Challenging recent rejections of Hans Urs von Balthasars groundbreaking study of Karl Barths theology, Stephen Long argues that these interpreters are impatient with the nuances of Balthasars reading and fail to appreciate the longstanding theological friendship between the two. Long offers a substantial defense of Balthasars theological preoccupation with Barths thought and explores the friendship that developed between Balthasar and Barth.
D. Stephen Long is professor of theology and ethics at Southern Methodist University. Previously he worked at Marquette University, Garrett-Evangelical Theological Seminary, St. Joseph’s University and Duke Divinity School. He received the PhD from Duke University, and is an ordained United Methodist Minister in the Indiana Conference. He has served churches in Honduras, North Carolina and Milwaukee.
He has published a number of works, including Divine Economy: Theology and the Market (2000), The Goodness of God: Theology, Church, and the Social Order (2001), John Wesley's Moral Theology: The Quest for God and Goodness (2005), and Calculated Future: Theology, Ethics, and Economics (2007).
In this excellent book, Long defends Hans Urs von Balthasar's understanding of Karl Barth from critics, and also beautifully demonstrates the depth of their friendship and theological interactions--their convergences and divergences. Long shows that while a surface reading may think that the analogia entis was Barth's concern with Roman Catholocism, Balthasar successfully shows that in actuality, it was whether there was a neutral, natural realm from which God could be known and ethics discerned.
Encouraging contemporary Protestants and Catholics to not simply go over the same ground, Long says, "The question their friendship poses is how to affirm Christ as the center of our common faith and allow that center to radiate into all things, without allowing those things to somehow usurp the center. Our task is not to take up where they began but where they ended" (282).

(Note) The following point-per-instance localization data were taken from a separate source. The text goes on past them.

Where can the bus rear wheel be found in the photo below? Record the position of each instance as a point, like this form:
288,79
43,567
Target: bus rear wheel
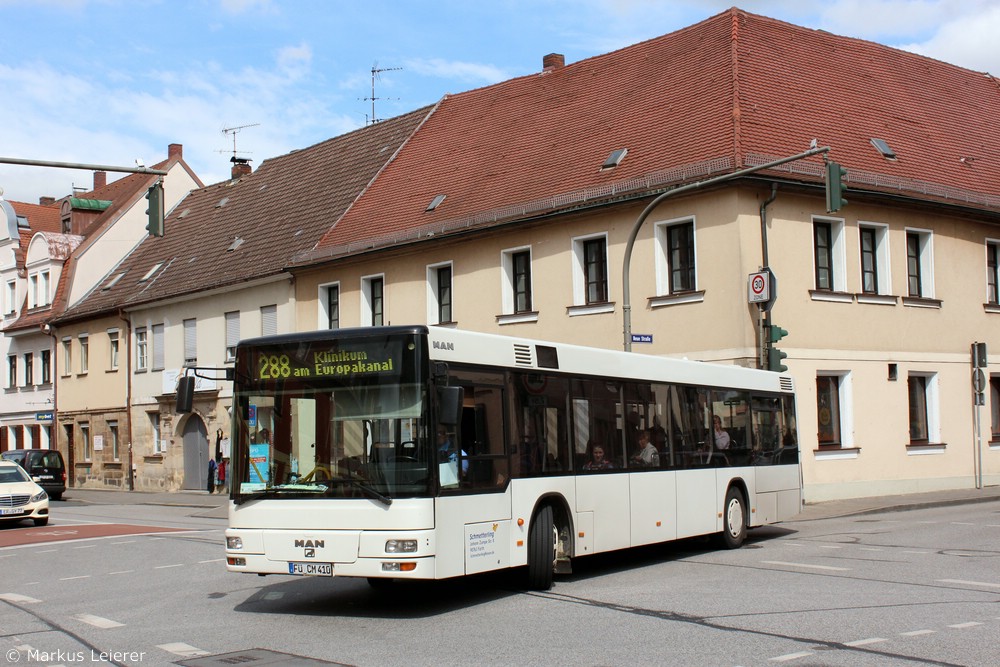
734,519
542,541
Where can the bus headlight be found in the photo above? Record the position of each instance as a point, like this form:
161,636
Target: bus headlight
400,546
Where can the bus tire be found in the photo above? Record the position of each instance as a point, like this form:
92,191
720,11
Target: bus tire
734,519
541,550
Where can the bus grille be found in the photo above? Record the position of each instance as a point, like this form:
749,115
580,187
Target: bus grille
522,356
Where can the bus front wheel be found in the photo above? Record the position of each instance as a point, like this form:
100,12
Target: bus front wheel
542,540
734,529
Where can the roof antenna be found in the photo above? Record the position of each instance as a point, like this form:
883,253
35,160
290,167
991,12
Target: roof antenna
376,71
233,131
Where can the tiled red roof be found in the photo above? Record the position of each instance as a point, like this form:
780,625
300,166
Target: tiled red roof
280,209
731,89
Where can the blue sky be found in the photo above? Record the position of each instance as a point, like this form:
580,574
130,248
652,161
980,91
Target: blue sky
112,81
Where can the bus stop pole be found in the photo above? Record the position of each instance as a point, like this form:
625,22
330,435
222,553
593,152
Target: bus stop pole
627,263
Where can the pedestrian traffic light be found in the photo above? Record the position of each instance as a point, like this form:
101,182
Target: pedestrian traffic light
835,187
774,357
155,210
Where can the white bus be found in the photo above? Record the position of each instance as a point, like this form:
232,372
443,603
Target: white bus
427,453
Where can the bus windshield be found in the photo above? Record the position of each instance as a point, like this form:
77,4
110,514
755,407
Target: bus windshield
338,418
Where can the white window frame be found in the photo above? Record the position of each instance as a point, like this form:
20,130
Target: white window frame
323,320
366,299
580,305
507,287
845,397
433,305
838,259
933,402
232,334
114,347
926,259
883,264
141,349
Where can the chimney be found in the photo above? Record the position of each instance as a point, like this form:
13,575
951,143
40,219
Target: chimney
553,61
241,167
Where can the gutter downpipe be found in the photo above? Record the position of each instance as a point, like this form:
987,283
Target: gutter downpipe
765,315
128,395
627,262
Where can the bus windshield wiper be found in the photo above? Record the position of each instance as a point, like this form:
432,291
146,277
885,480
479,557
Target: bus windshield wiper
368,489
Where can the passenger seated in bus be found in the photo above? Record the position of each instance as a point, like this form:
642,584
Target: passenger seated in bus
597,460
647,456
447,452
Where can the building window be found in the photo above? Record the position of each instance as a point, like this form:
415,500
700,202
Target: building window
232,334
329,300
919,275
269,320
992,272
676,264
115,443
29,369
113,349
10,298
67,356
874,260
85,445
833,409
141,350
828,254
922,396
46,367
84,354
158,347
516,297
373,296
439,306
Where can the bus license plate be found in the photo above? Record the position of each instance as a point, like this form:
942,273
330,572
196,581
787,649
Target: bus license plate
311,569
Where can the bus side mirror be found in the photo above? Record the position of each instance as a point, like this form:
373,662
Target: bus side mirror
450,405
185,394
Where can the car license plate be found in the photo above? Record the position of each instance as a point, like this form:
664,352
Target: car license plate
311,569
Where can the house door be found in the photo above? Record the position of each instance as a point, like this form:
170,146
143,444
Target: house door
195,454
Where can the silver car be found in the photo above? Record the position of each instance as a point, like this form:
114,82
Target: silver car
21,498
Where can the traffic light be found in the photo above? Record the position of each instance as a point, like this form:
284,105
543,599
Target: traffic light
835,187
155,210
774,357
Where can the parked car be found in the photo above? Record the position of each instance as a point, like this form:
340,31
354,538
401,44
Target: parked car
45,466
20,498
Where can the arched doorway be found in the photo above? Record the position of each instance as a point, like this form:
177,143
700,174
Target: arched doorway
195,438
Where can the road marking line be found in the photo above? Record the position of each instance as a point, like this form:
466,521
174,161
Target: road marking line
865,642
98,621
968,583
807,565
182,649
791,656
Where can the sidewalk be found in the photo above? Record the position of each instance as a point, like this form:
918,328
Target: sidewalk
811,512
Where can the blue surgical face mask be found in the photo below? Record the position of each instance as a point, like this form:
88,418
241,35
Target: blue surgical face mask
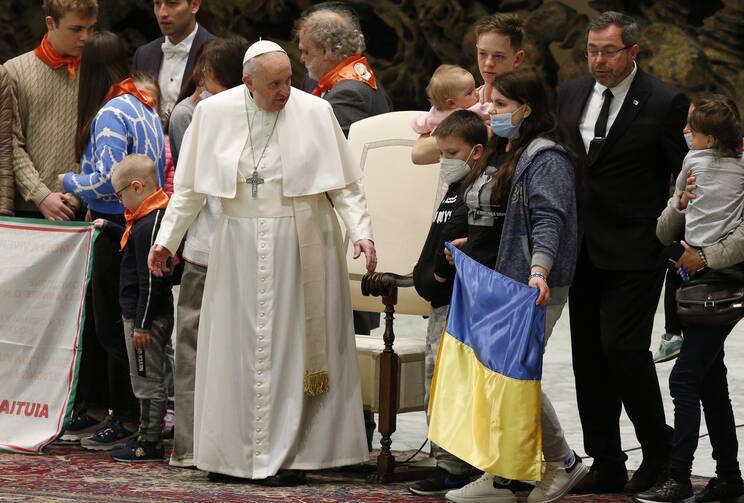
454,170
502,124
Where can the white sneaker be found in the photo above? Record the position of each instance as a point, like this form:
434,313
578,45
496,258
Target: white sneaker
482,490
557,480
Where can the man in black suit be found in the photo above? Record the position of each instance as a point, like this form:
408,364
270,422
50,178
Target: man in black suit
626,128
331,45
170,58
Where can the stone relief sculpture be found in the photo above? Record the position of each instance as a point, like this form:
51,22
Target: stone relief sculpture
697,46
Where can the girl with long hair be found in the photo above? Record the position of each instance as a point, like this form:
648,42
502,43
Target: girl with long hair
522,223
115,119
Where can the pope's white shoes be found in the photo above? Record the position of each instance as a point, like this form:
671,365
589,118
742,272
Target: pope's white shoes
557,480
482,490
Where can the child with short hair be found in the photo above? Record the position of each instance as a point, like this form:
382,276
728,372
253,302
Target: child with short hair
715,160
146,300
699,374
461,138
451,88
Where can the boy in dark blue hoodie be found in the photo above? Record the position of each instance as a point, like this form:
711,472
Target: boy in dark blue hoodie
461,138
146,301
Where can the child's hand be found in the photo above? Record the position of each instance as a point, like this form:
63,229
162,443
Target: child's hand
141,339
537,280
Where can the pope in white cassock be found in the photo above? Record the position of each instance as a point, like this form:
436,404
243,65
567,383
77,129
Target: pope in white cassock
277,386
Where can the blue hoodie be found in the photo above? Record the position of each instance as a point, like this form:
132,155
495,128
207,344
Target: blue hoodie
540,227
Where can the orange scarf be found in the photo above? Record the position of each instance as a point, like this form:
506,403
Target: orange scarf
355,67
54,60
127,86
155,201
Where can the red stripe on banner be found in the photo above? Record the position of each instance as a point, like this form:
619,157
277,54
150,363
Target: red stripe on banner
44,228
71,373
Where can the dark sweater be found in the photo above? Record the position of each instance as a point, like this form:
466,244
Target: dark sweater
450,222
143,297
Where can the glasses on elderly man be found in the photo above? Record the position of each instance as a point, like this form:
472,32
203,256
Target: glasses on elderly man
609,53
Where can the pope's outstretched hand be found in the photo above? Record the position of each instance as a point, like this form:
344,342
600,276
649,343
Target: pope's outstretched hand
157,260
368,248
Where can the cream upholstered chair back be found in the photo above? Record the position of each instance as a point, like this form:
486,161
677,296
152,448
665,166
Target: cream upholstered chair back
401,197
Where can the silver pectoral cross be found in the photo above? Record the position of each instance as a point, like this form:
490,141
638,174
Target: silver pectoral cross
255,181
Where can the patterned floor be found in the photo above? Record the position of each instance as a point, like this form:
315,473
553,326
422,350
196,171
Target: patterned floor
68,474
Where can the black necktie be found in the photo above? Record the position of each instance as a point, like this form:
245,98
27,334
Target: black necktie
600,127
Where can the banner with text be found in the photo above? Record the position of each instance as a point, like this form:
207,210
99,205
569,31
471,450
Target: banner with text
44,271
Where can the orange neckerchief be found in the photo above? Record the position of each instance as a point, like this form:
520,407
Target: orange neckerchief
127,86
155,201
355,67
54,60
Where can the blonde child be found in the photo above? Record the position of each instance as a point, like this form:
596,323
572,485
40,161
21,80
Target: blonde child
450,88
146,301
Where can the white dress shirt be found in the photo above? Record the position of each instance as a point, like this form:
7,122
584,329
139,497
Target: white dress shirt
170,77
594,105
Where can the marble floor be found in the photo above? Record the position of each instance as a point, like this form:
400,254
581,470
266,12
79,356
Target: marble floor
558,382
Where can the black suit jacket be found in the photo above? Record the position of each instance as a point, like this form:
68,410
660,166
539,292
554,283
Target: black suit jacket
148,58
353,100
625,185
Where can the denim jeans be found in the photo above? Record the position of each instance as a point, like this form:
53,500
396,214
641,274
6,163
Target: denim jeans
699,376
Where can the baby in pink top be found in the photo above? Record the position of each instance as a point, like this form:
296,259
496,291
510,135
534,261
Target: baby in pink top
450,88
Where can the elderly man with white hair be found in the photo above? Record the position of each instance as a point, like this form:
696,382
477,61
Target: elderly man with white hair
277,387
331,46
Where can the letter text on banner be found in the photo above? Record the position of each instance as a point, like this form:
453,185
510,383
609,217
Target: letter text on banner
43,277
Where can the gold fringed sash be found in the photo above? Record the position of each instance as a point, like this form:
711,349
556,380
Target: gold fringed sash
313,285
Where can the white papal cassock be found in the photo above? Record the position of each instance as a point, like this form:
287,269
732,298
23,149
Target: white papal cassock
251,416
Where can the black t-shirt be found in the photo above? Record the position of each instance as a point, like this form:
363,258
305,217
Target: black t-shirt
486,213
449,222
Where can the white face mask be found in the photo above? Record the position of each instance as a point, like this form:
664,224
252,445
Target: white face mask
688,139
454,170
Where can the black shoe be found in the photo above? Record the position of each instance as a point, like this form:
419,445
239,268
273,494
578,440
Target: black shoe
724,491
651,473
603,480
669,491
226,479
284,478
439,482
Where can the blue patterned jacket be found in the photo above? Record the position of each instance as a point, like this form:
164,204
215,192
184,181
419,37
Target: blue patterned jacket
123,126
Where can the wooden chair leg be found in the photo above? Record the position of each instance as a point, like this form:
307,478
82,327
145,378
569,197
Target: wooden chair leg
389,389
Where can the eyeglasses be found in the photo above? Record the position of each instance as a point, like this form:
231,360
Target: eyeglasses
607,53
119,192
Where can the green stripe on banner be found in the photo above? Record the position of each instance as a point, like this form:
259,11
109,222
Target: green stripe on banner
58,409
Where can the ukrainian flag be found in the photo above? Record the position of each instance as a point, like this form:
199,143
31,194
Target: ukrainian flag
484,405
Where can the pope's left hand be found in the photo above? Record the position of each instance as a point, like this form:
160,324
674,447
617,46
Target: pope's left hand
368,248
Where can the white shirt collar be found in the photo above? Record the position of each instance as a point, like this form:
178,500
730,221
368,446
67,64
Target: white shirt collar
622,88
185,43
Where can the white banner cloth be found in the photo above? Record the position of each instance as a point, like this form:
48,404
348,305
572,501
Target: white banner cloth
44,272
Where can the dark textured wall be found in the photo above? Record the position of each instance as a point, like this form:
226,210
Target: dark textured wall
695,45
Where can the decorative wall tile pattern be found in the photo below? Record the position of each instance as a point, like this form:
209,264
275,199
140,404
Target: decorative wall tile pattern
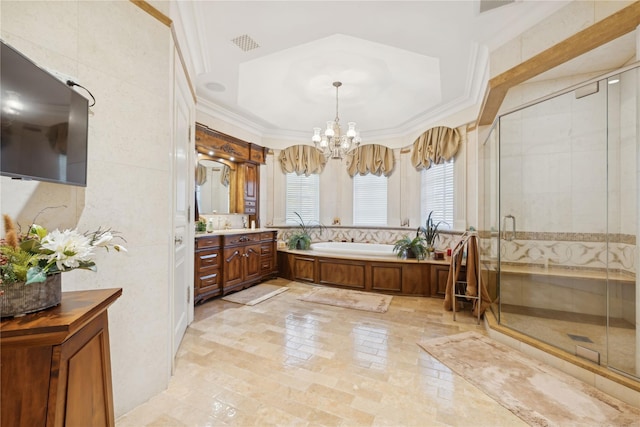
368,235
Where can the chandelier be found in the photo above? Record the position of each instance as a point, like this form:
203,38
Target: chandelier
333,143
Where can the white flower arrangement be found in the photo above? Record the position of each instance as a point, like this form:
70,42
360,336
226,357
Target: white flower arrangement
30,258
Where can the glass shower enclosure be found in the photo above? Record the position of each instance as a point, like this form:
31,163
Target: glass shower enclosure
559,220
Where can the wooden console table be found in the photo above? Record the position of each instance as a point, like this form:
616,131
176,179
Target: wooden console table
55,364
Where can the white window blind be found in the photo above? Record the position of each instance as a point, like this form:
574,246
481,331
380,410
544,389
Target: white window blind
437,194
369,200
303,197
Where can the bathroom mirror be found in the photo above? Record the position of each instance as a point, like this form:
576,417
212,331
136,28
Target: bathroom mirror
213,182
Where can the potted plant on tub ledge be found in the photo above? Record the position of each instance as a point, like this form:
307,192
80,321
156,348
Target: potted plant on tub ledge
411,248
430,233
301,239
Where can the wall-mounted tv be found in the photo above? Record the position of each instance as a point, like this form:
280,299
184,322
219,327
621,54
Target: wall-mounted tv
44,123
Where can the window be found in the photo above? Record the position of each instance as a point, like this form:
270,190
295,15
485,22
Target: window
369,200
437,194
302,197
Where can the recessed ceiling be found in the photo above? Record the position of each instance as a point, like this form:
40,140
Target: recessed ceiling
404,65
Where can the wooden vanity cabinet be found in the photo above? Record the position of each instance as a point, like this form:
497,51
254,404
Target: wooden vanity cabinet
268,259
244,195
208,277
56,364
241,261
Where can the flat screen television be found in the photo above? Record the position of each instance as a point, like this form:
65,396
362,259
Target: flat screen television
44,123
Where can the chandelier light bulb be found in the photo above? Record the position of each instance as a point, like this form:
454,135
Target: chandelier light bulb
333,143
329,131
351,133
316,135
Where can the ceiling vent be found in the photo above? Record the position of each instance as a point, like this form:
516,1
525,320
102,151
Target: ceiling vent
486,5
245,43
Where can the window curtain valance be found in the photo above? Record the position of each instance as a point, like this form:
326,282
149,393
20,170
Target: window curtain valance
201,175
435,146
302,159
372,158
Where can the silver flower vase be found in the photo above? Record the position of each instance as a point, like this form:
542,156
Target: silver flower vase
18,298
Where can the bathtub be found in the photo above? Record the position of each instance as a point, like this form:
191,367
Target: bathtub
350,248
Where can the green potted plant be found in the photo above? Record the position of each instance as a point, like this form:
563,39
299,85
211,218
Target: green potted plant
430,232
301,239
411,248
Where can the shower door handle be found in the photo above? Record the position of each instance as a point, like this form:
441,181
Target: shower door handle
509,236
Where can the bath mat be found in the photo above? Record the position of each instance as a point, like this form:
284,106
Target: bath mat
256,294
537,393
357,300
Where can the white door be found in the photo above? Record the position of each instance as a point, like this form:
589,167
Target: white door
182,287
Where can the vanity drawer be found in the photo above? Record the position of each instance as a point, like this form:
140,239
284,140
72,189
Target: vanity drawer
207,259
266,265
209,282
266,250
268,235
207,242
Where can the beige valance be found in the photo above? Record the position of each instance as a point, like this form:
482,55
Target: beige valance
201,175
302,159
371,158
435,146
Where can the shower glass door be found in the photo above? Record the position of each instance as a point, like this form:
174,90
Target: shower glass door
623,220
553,221
567,218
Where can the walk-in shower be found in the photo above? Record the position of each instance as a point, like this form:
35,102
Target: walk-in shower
560,220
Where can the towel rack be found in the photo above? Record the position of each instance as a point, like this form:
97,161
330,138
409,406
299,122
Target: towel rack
459,288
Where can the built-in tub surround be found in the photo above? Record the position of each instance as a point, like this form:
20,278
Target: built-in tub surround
349,248
382,235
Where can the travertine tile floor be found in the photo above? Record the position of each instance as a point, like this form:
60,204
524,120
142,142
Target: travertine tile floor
292,363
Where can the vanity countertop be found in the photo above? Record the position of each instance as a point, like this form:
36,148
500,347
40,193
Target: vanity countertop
232,231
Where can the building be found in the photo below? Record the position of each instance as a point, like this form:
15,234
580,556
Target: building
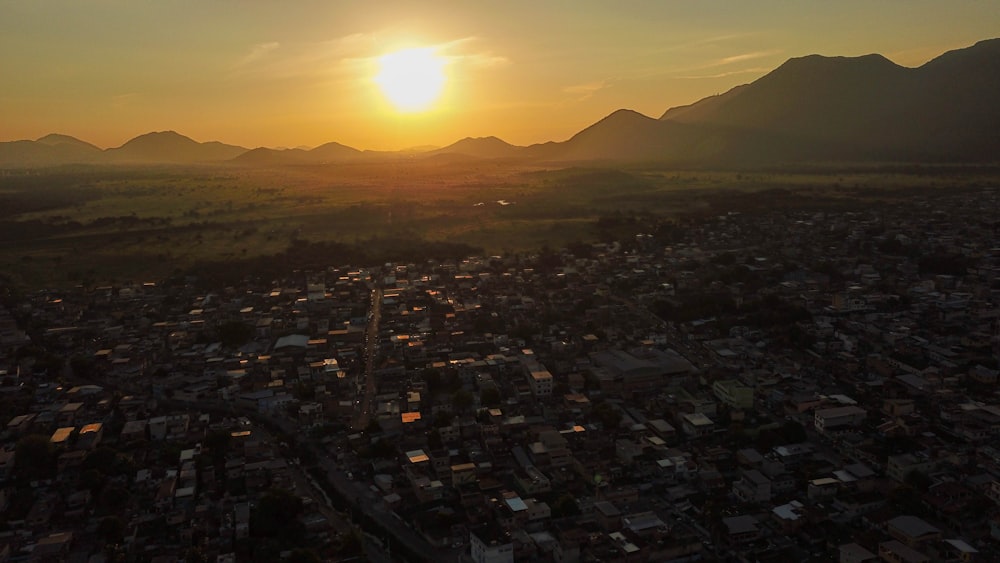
697,424
489,544
540,382
839,418
733,394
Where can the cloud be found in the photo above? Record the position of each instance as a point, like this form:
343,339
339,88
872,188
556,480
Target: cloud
744,57
457,52
753,70
344,59
258,52
584,91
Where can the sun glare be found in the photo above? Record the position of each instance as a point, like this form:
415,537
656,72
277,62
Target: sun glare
412,79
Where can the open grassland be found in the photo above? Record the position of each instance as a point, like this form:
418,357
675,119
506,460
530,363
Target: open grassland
92,225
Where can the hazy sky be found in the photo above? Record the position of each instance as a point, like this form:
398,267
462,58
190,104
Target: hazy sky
288,73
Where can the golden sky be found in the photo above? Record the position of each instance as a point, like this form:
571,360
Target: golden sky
269,73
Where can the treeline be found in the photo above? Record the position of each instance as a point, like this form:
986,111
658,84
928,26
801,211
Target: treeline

This was interested but I did not have a lot of background on either Barth or von Balthasar and so it was dense. It was not helped by 60 to 70 page chapters which meant that I almost never had enough time to sit down and read through a full chapter all at one.
I would like to read it again later, but I want to get a 'very short introduction to...' or something on each so I can get a better handle on them before I restart it.
I got right about half way through (which was about 60% of the main text) but I stalled and never picked it up again.